Mr. Baer also said that no one (himself included) had been allowed to see what was in the trunk, but that he thought it contained many letters not only of Edward Coles but also of his brother Isaac (in fact, the trunk had been Isaac's army trunk from the War of 1812), and that since Isaac was President Jefferson's private secretary, as Edward was President Madison's, the trunk would probably contain numerous letters of considerable historical interest. Again he expressed a good deal of skepticism about whether I would be able to see what was in the trunk, but he gave me instructions on how to get to Roberts Coles' home and wished me good luck.

When I arrived at the house around dinner time, I found Mr. Coles, along with a large number of guests, just finishing a somewhat formal dinner in a field behind the house. I excused myself for barging in and simply asked whether he knew the location of Rockfish, the plantation that Edward Coles had inherited, and whether he could give me directions how to get there. Instead, he graciously offered to show me both Rockfish and Enniscorthy the following day, which he did. We spent the entire day together, during which I tried to impress upon him how much I already knew about Coles.

When we returned to his home, he turned and said to me, "You want to see the letters, don't you?" "Yes," I said. "I would."

He smiled and told me to come back the next day, which I did. I spent the entire day sitting next to him as he pulled letters out of the trunk and handed me the ones he would allow me to see. He told me that I could take notes on them but that I could not quote from them, only paraphrase them in the biography I was planning to write. As you might imagine, I read and wrote furiously the entire day, after which my wife and I had a lovely dinner with him and his wife and daughter (his son was away at the time). My plan was to ask him for permission to quote from the letters once the biography was finished and he could see how the quotes enhanced the work. But I put the biography aside and so never communicated with him again.

In May of 2005, when I decided to put what I had written about Coles on the Web, I emailed librarians at both the University of Virginia Library and Monticello and found out that Roberts Coles had died and that the papers were still in the family's possession. I emailed Roberts Coles' son (also Roberts Coles), asking permission to see the letters again, but he emailed back saying that the Coles family was NOT (capitalization his) interested in releasing them. And there it stands.

In conversation twenty-nine years ago, Roberts Coles (the father) said that he intended to donate the papers to some library in a year that he sold some timber, but apparently he never did. I hope that someday soon the family will decide to release them. But until then, as far as I know, my references to the letters in this biographical sketch are the only form in which information from them is available to the public. And I saw only a small number of the letters in the trunk and took hurried notes on only some of those.

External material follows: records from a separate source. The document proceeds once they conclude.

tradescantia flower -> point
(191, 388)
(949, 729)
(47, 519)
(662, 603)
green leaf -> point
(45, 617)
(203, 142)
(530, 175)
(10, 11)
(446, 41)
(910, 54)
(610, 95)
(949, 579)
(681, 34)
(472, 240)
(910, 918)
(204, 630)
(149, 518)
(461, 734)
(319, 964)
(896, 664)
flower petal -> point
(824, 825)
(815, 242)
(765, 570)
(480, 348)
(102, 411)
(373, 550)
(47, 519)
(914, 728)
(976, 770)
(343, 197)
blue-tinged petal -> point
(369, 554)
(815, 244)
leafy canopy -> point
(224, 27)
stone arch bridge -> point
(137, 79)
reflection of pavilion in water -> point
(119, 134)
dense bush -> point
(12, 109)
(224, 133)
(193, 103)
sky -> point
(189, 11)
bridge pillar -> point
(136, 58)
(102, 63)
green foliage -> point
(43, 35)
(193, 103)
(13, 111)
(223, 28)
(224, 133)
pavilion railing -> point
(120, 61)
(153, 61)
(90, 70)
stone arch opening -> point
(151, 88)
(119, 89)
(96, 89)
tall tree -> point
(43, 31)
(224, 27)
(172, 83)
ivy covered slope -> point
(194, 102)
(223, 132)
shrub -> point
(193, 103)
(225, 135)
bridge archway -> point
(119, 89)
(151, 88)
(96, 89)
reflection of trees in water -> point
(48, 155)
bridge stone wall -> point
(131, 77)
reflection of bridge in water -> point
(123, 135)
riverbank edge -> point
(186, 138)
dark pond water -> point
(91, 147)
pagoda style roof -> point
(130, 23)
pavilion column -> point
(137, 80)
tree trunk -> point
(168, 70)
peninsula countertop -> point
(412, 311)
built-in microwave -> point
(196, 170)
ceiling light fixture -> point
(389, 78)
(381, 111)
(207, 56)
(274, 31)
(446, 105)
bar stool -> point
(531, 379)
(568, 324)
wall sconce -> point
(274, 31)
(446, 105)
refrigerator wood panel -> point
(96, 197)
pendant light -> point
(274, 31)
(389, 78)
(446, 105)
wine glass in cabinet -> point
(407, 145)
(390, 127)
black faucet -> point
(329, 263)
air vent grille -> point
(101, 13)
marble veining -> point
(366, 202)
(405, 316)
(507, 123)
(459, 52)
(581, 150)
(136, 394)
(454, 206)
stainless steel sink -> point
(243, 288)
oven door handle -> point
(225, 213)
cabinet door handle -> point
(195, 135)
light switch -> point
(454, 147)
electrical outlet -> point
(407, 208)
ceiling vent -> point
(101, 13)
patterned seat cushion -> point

I have kept my word to Roberts Coles and only paraphrased from the letters rather than quoting from them. The quotes, obviously, convey far more richly than my paraphrases the reality of the time, but I wish to adhere precisely to my agreement with Mr. Coles, and that I have done. I realize that the inability of scholars to see the letters for themselves severely reduces the value of my work. But fortunately, the Internet affords me the opportunity to make available what I have, and to let visitors to this site make of it what they will.